Needless to say in the past month I have had a lot of conversations and personal ponderings on the end of life… and more importantly how facing death impacts the day to day living of it.
YOLO (you only live once) is a popular phrase used by kids these days. It is often used as an excuse for obnoxious, destructive, and flippant behavior. It is a justification. The power of what this phrase could represent is lost in drunken tirades, binge eating, and wasteful spending.
As I have watched my grandmother embrace her final hours and drift out of this life I have contemplated what it means to REALLY live….
What does it mean to really live… to really seize life.
Does it mean we eat everything we see, buy everything we want, and take that vacation we have always dreamed of? At first glance movies and books like Eat Pray Love seem to suggest that this is the case.

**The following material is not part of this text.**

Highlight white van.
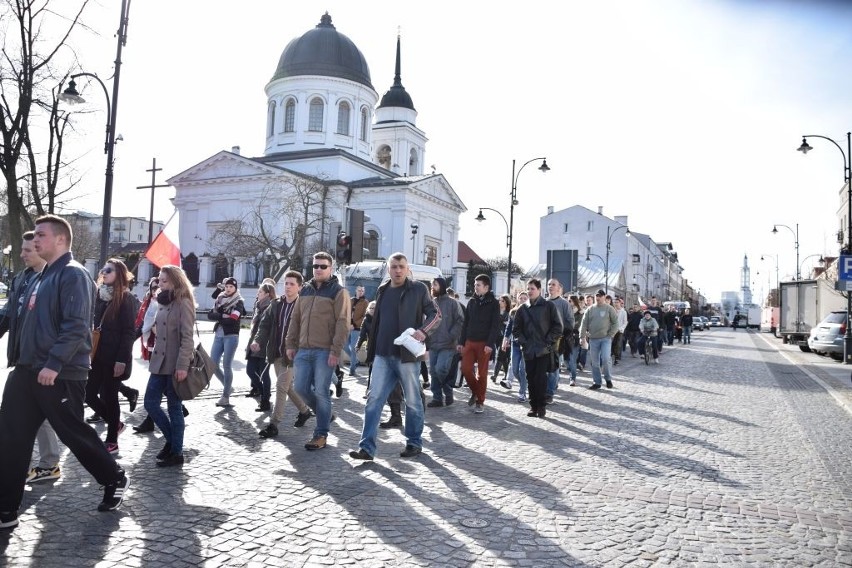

I have come to realize that really living has nothing to do with what we are DOing…. If we are eating the cake at the party, going skydiving, or going on the vacation…
Really living is about how we are BEing in every moment, how present and engaged we are with the experience of life.
Some people believe that having no diet restrictions means they are really living, experiencing, and seizing life… but they couldn’t be more off.
Most of us will not get a timeline for our death. Most of us will slip out of this world with little to no warning. We will die the way that we have lived. We will never know if this hug, this good bye is our last.
So how are we living?
I went LIVE on facebook about this experience. It received an overwhelming response with over 2,800 views and 35 shares in 2 days. View that video here.
Life is precious, brief, and unpredictable.